El cazador alemán Karl Hagenbeck, que suministraba animales salvajes a muchos zoológicos europeos, al sobrevenir la crisis los sustituyó por hombres, mujeres y niños, a menudo de pecho. Secuestró en una expedición al Sudán a un grupo de nativos nubios, que paseó como atracción por Paris, Berlín y Londres. Raptó a docenas de nativos de las tribus de Tierra del fuego, pero como era un hombre civilizado pidió y obtuvo el pertinente permiso oficial del gobierno chileno. EI Jardin Zoologique d'Acclímatation parisino, organizó 30 «exhibiciones etnológicas» hasta 1912 .

Malnutridos, tratados como mercancías o con un paternalismo que no siempre proscribía la crueldad, forzados a actuar ante el público, el viaje europeo (también hay estampas viejas similares en el Retiro madrileño) fue para casi todas aquellas personas una pesadilla a la que pocos sobrevivieron. Los antropólogos bendecían esta oportunidad para ver de cerca ejemplares de su campo de estudio, examinarlos y establecer jerarquías raciales.

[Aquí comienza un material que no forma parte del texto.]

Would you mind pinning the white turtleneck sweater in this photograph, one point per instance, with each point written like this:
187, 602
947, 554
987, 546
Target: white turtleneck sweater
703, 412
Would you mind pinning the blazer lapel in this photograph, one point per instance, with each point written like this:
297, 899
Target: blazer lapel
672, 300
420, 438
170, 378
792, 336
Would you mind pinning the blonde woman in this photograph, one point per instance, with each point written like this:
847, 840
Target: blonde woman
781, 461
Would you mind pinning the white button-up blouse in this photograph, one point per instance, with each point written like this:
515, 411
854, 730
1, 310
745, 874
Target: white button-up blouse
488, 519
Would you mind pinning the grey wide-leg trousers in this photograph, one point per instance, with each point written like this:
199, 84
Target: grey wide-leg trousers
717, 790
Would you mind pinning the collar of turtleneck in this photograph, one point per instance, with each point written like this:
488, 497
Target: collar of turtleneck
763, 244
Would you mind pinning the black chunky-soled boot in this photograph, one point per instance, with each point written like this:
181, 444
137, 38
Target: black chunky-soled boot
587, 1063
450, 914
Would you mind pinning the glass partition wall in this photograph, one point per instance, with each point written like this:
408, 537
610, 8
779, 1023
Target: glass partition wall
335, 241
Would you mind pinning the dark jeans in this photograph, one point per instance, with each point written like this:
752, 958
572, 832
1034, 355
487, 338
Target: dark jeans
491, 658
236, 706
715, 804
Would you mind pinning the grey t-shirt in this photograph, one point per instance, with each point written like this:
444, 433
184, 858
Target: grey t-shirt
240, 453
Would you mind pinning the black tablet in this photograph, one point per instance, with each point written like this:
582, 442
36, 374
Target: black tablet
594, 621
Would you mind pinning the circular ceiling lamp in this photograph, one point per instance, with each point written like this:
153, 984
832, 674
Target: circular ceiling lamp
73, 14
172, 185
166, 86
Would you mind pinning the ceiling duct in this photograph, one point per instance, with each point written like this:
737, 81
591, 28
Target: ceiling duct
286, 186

Durante el siguiente medio siglo o más la doctrina de la supremacía blanca creció peligrosamente en Europa y América, tal como evidencian el nazismo y el Ku Klux Klan. Sin embargo, en 1936 el atleta americano Jesse Owens ganó cuatro medallas de oro bajo la mirada impasible de Hitler en los Juegos de Berlín. Desde entonces el dominio de los hombres de color (Bob Beamon, Carl Lewis... ) ha sido contundente, por no hablar de Usain Bolt o de deportes como el baloncesto, boxeo, fútbol americano o béisbol, donde la velocidad, agilidad y fuerza son primordiales.

Aquel experimento racial de 1904 se ha reavivado tras las declaraciones del medallista Michael Johnson, que sostiene que los velocistas negros tienen una ventaja biológica debido a que poseen un «gen deportivo superior» resultado de los tiempos de la esclavitud, cuando sólo los más aptos sobrevivieron al agotador viaje desde África al Caribe, y los dueños de las plantaciones implantaron programas de selección para producir trabajadores más fuertes. Lo irónico es que hoy estamos tratando de comprender la superioridad de los atletas negros, mientras que hace 108 años en San Luis se pretendía haber demostrado su inferioridad fuera de toda duda. Aquel año de los Juegos de San Luis Mark Twain anotó: «Hay muchas cosas cómicas en el mundo, entre ellas, la creencia del hombre blanco de que es menos salvaje que esos otros a los que él llama salvajes».